There is a formula for calculating slope (Regression coefficient), b1, for the following regression line:
y= b0 + b1 xi + ei (alternatively y'(predicted)=b0 + b1 * x); which is
b1=(∑(xi-Ẋ) * (yi-Ῡ)) / (∑ ((xi- Ẋ) ^ 2)) ---- (formula-A)
source: https://stattrek.com/statistics/measurement-scales.aspx?Tutorial=reg etc.
Now, how to derive that formula (formula-A here) and what are the logical or intuitive rationales behind the formula?
I searched the web but couldnot find anything helpful
I don't have enough reputation to past a comment so I'm going to place an answer.
In my understanding to derive this formula you have to go through the sum of squared residuals.
residual = E_i = (y_i - (b_o + b_1*X_i)) = (y_i - b_0 - b_1*x_i)
Therefore the sum of squared residuals =
SUM (E_i)^2 from i to n which = sum(y_i - b_0 - b_1*x_i)^2 from i to n
we know that b_0 and b_1 = 0 because they are constants and when you take the partial derivative they should also equal 0 so we can set that equation.

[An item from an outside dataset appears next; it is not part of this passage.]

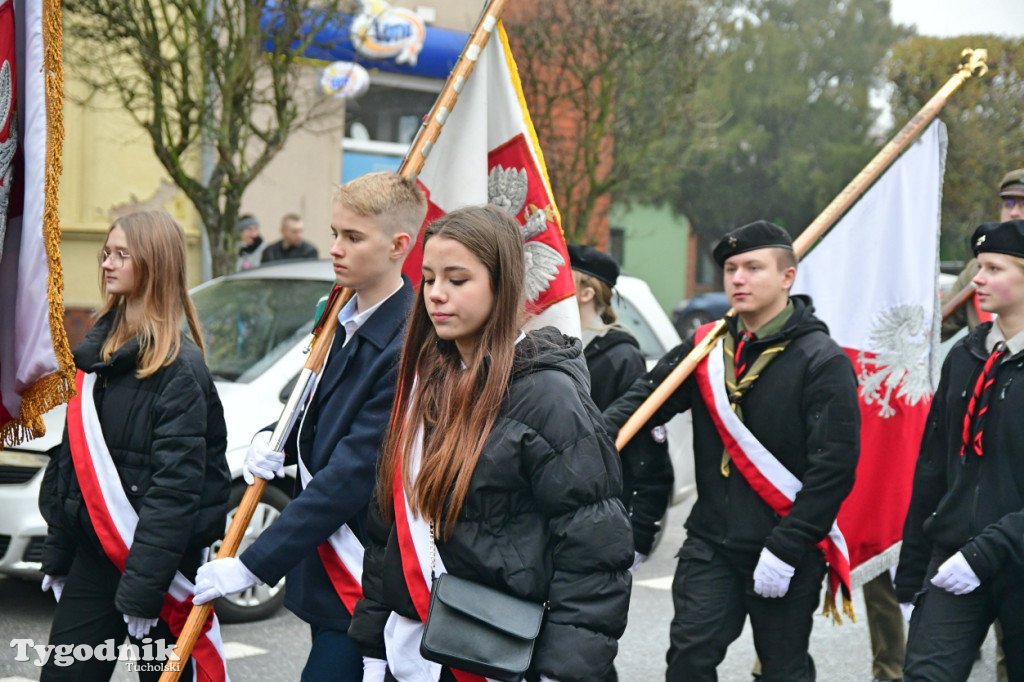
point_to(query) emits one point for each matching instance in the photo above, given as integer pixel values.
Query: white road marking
(238, 650)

In this case since you are only asking about b_1 we will only do that equation.
derivative of Sr/b_1 = 0
which is the same as
derivative Sr/b_1 sum(y_i - b_0 - b_1*x_i)^2 from i to n
= sum(2(y_i - b_0 - b_1*X_i)(-X_i) = 0 from i to n
= -2sum(X_iY_i) + 2sum(b_0*X_i) + 2sum(X_i^2) = 0 with all sums being from i to n
You can now divide both sides by two to remove those and move the sum(X_i*Y_i) to the other side.

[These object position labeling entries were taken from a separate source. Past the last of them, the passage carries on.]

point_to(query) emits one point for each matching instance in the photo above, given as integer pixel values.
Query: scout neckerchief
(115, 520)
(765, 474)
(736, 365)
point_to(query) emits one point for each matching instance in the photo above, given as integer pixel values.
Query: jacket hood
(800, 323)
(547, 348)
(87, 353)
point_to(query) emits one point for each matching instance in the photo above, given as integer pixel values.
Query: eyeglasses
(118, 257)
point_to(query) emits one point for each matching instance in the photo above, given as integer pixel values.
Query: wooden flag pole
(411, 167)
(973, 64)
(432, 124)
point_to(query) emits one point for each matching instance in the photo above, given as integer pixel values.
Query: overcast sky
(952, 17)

You can now pull out constants from the sumation.
b_0*sum(X_i) + b_1*sum(X_i^2) = sum(X_i*Y_i)
Use algebra to solve.
b_1 = nsum(X_iY_i) - sum(X_i)sum(Y_i) / nsum(X_i^2) - (sum(X_i))^2
Which I believe is the same as your equation above.
Again I could be completely wrong, this is just how I remember it and how it was described to me.